I use NDEigensystem after manually shifting the potential so its bottom is at zero energy. This way the eigenvalues are automatically sorted in ascending order. In the output, I undo that shift so the eigenvalues are given on the original energy scale which has its zero at the point where the potential becomes non-binding.

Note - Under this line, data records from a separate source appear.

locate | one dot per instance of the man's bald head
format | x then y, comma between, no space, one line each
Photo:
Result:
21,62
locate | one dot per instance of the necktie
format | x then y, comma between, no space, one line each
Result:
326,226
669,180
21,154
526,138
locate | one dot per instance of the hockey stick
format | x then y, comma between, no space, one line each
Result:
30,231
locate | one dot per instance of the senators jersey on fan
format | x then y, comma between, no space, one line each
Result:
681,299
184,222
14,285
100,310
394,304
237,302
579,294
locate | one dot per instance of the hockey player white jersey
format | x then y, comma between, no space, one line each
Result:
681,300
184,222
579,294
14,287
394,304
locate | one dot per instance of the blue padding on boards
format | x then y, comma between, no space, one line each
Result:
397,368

You can see that the largest eigenvalue is above zero, so that all the results up to this value represent the complete list of bound states.

In the second half of the code, I plot the eigenfunctions, superimposed on the potential with a baseline corresponding to their eigenvalue.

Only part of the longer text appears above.